I belong to the world’s most dangerous profession- I am a clergy.
While there is very little physical danger in the life of clergy, but there is tremendous danger to their spirit. Every day they are expected to be certain about matters which no one really knows. Every day they are expected to display some pretended magical power through ritual or prayer. So long as clergy’s “truth” is what people want to hear, they are honored. As soon as they confront their group with an unpleasant reality, they often lose that trust. So long as they minister to the popular and famous, their status rises. As soon as they minister to those rejected by their group, they are usually rejected too.
While my profession is quite easy on the body, it the most dangerous path possible for my soul. Can I reject the temptation to give my group what they want instead of what they need? Can I empower others without becoming their shepherd thus relegating them to the role of sheep? Can I be an authentic human being and not pretend to be anything more?
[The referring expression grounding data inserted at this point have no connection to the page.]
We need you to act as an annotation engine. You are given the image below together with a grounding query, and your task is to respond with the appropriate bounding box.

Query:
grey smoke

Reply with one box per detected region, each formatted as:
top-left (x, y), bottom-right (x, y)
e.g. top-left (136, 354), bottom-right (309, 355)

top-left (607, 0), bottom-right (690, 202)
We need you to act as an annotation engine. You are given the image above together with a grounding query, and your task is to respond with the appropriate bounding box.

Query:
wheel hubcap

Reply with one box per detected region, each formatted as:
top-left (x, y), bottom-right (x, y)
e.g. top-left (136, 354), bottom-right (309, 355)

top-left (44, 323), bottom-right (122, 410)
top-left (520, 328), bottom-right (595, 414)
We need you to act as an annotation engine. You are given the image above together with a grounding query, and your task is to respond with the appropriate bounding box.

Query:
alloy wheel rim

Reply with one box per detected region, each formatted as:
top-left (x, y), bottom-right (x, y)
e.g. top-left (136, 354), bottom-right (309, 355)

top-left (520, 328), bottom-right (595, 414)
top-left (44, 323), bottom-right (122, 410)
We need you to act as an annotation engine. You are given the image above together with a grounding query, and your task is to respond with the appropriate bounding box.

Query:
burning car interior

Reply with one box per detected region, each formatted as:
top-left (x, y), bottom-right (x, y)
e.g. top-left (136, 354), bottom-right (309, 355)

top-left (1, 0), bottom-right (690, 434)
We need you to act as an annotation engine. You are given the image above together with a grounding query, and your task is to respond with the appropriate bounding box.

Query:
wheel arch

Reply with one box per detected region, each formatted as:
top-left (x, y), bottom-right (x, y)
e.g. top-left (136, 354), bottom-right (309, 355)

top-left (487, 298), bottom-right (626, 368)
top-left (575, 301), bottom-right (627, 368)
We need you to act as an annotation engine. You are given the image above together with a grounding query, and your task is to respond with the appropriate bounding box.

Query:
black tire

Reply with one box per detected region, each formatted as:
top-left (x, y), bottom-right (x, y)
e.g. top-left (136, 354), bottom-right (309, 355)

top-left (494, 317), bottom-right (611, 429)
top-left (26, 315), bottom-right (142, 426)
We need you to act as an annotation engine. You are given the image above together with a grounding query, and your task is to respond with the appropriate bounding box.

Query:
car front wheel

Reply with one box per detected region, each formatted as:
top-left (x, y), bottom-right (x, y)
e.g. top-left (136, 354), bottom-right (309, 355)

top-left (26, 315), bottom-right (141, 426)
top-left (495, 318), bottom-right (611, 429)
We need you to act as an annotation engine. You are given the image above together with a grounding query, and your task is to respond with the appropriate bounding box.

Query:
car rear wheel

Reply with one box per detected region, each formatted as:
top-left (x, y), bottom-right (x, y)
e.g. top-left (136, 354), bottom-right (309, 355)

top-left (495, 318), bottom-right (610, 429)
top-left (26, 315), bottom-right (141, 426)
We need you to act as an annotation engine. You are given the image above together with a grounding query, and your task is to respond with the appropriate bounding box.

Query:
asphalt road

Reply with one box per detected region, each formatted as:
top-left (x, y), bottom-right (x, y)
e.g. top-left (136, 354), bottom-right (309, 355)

Some say prostitution is the oldest profession, but it possible that long before anyone thought of selling their body for goods or status, someone else raised their arms to bless the hunt.
I agree, Jim. Being a member of the clergy is a very difficult profession. It’s especially difficult if clergy use their prophetic voice and tell people what they don’t want to hear. Today, I perceive too many clergy have sold their souls to power and status in the effort to make their flock comfortable and/or increase institutional membership. All this at a time when clergy, and the church, need to give more expression to the prophetic voice in America and throughout the world.
It’s also a difficult profession for those who do not learn how to set boundaries in their work too. Even though many workers today are on call 24/7, many jobs still have boundaries–8 to 5– that are set for their workers. Not so in the ministry. One can easily find oneself giving and giving to the needs of parishioners 24/7 only to experience “burn out,” or a marriage and family in disarray. To those clergy who take their ministry seriously and support the Jesus movement, it’s a very difficult profession. No doubt about it. To those who use this profession to enjoy the perks. or use it to ride on the gravy train, it’s probably not.
Walt, very well said.
What a beautiful piece in you and what you do.
I’m so glad you are clergy and provide such a great
example to all of us on being human as well.
Nettie, And I’m glad you will be bringing your gifts to the project.